Название: Countdown
Автор: Heather Woodhaven
Издательство: HarperCollins
Жанр: Короткие любовные романы
Серия: Mills & Boon Love Inspired Suspense
isbn: 9781474057981
isbn:
Rachel clenched her jaw as he stepped back, carrying her away. She swung her feet backward, between his legs, and looped her toes behind his calves. She closed her eyes and locked her knees. She pressed her feet forward. Her muscles burned with the effort.
He growled as he struggled against her legs to take another step. He still maintained his hold, but his arms loosened slightly.
Her toes touched the ground. Rachel took in a greedy inhale, but there was no time to catch her breath. She twisted her right wrist and raked her knuckles firmly across the top of the man’s left hand.
He yelped and released her. Rachel stumbled against the stove and reached for the rolling pin. Tapered on both ends, she gripped the right side. She spun on her heel just as his hand reached her shoulder. She twisted her hips and smashed the side of the rolling pin into his head. He stumbled back but remained upright.

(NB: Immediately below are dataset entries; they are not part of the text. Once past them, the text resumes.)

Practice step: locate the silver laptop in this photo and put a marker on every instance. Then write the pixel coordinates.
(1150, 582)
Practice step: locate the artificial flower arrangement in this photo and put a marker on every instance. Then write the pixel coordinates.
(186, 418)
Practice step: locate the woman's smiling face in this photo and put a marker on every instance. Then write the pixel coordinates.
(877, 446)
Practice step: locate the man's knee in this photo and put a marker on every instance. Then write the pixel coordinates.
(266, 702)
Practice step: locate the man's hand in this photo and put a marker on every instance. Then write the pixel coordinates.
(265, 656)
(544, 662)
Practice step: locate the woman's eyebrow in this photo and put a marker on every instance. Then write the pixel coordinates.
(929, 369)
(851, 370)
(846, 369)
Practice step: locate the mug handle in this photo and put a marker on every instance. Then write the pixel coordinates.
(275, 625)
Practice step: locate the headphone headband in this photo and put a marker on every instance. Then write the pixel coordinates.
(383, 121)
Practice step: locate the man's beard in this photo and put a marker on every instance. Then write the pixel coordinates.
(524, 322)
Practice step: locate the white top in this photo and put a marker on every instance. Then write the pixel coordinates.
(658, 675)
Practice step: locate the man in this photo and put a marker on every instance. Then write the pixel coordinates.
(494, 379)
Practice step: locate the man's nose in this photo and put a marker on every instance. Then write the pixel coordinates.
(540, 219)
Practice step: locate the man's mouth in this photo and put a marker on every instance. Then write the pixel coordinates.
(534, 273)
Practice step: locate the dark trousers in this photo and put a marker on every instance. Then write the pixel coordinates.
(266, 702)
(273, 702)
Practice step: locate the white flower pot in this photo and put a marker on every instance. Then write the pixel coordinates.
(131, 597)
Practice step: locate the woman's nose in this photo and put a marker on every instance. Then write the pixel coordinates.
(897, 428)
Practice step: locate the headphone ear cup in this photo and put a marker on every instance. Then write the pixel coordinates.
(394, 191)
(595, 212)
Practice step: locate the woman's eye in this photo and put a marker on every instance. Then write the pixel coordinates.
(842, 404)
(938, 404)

“Help!” Her lungs stung from the effort. Rachel took a step forward and swung the rolling pin again as the man rushed her.
The back door burst open. James filled the doorway.
The diversion shifted her focus, and the man blocked the rolling pin. It flew backward and smacked the edge of her shoulder before it tumbled to the ground.
She cried out. James yelled something she didn’t register as the kidnapper snarled and charged at her. Rachel tightened her fist and threw a punch directly to the middle of his chest. The man stumbled back. Pain vibrated up her arm to her throbbing shoulder.
His right hand reached into his jacket and pulled out a jagged knife.
Rachel gasped, paralyzed.
James stepped forward, and his foot whipped out a kick so fast that if Rachel had blinked she would’ve missed it. The knife soared into the hallway. The man’s fist aimed for James’s face, but her neighbor sidestepped the punch.
In a seamless motion, James twisted the man’s wrist into an odd angle. The man cried out, and James pushed him down until the kidnapper sunk to his knees. He put a foot on his back and pressed him all the way to the ground while gathering the man’s other hand.
James sat on his back. “I called the police on my way over here. Do you have any zip ties or rope to help hold him until they arrive?”
Rachel tried to stop shivering, but her body refused. The adrenaline rush took control. She may have attended kickboxing and self-defense classes regularly, but it didn’t compare to facing someone wishing to harm her. “I...I might have something.”
She ran to the garage and riffled through the few tools she had piled on a card table in the corner. Why didn’t she think to have zip ties or rope as part of her tool kit? Her stomach twisted at the shame of not being prepared. She thrust off some of the items on the vinyl tabletop until her fingertips grasped a ball of twine she’d intended to use in preparation for her first raised vegetable garden. It wasn’t rope, but it’d have to do.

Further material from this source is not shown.